The glamorous restraint of Schiaparelli, the casual opulence of The Row
Unprecedented rigour for Miguel Castro Freitas' debut at Mugler, Rabanne athletic and decorative, Rick Owens' ethereal vision
In the era of the Ozempic body, flat and without curves, the waist is back in fashion. It is being seen in Paris these days. Corsets are the only link with the iconography of the past maintained by Miguel Castro Freitas for his debut at the helm of Mugler: no camp, no humour, very little glamour and no soubrette. Rather, a sense of rigour, a taste for coverage and construction and the idea that clothes can redesign and reconstruct the body - this, however, totally Mugler. The proposal is visually interesting but perplexing. Castro Freitas is a capable designer with a first-rate CV - recently, he left an indelible mark at Sportmax. His idea of a rigorous and severe Mugler is against the grain but possible, but it has to be seen how the public will react, considering that fashion, now that Mugler is owned by L'Oréal, is just a marketing tool to sell perfumes, and therefore engagement is important.
Casey Wallander, his predecessor, had an audience. Castro Freitas will probably find another niche, of fashion literati. By the way, one aspect that would be worth correcting is the excessive citationism. From Mugler himself to Gaultier, McQueen and Margiela, the homages are too obvious, and even taken for granted. However kneaded into a personal code, they weigh down.
Luxury as renunciation still counts at The Row, but something has changed.
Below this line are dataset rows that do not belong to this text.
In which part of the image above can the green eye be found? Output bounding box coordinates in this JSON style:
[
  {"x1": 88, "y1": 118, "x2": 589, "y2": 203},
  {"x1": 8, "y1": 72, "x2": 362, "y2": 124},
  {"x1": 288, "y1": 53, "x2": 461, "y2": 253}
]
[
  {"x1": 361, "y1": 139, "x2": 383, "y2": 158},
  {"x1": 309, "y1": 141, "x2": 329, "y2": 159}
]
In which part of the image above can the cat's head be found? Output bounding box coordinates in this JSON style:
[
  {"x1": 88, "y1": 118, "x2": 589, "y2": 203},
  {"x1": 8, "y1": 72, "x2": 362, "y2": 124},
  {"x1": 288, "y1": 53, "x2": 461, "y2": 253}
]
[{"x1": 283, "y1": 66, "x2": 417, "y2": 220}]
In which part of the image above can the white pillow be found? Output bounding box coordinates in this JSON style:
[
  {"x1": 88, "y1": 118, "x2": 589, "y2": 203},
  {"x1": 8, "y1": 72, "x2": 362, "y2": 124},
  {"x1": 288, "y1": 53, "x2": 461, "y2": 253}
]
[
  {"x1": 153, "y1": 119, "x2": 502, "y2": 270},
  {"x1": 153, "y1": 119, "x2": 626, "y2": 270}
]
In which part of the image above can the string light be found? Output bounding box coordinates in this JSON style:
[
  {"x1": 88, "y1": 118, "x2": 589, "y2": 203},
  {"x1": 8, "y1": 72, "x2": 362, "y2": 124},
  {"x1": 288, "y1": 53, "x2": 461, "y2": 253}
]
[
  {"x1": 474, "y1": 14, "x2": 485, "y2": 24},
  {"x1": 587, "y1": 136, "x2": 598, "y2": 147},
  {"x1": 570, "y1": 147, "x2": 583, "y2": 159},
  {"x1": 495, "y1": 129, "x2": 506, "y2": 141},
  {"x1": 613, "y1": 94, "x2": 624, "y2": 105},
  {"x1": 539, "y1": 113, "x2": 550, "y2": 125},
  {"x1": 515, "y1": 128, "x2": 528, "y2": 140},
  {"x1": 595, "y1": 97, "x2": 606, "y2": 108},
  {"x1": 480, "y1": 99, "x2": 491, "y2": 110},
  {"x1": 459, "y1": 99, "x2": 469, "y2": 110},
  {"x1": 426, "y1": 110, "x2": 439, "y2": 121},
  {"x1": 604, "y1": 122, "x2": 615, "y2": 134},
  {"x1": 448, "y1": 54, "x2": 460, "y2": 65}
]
The monkish layers and Saturday morning softness of the last few collections give way to something a little more conservative, a little more austere: hair pulled back in a bun, pencil skirts down to the calf, fitted jackets cinched at the waist, wide skirts and high heels, all in a narrow palette of white, black and beige.
A marked departure from the vernacular that has made Ashley and Mary-Kate Olsen the darlings of the fashion intelligentsia and The Row a successful brand. The relationship between dress and body is different: no longer a dancing and floating, but a close, sculptural encounter. What remains is a taste for the unadorned, an as if casual way of putting things together, and the sense of unattainable opulence of a fabulous wardrobe that seems to be made up of haute couture pieces inherited from mother or grandmother.
Rick Owens continues the discourse begun with the men's fashion show in June, linked to the retrospective exhibition currently running at the Musée Galliera, and talks about his personal, ongoing quest for glamour and debonairness. What is striking about this new fashion show in the waters, however, is the ethereal quality of the clothes as well as the vision. It does not seem to be the infernal Styx into which the models plunge with their tunics and train, but the Dantean Eunoè, the river that reinforces the memory of the good accomplished.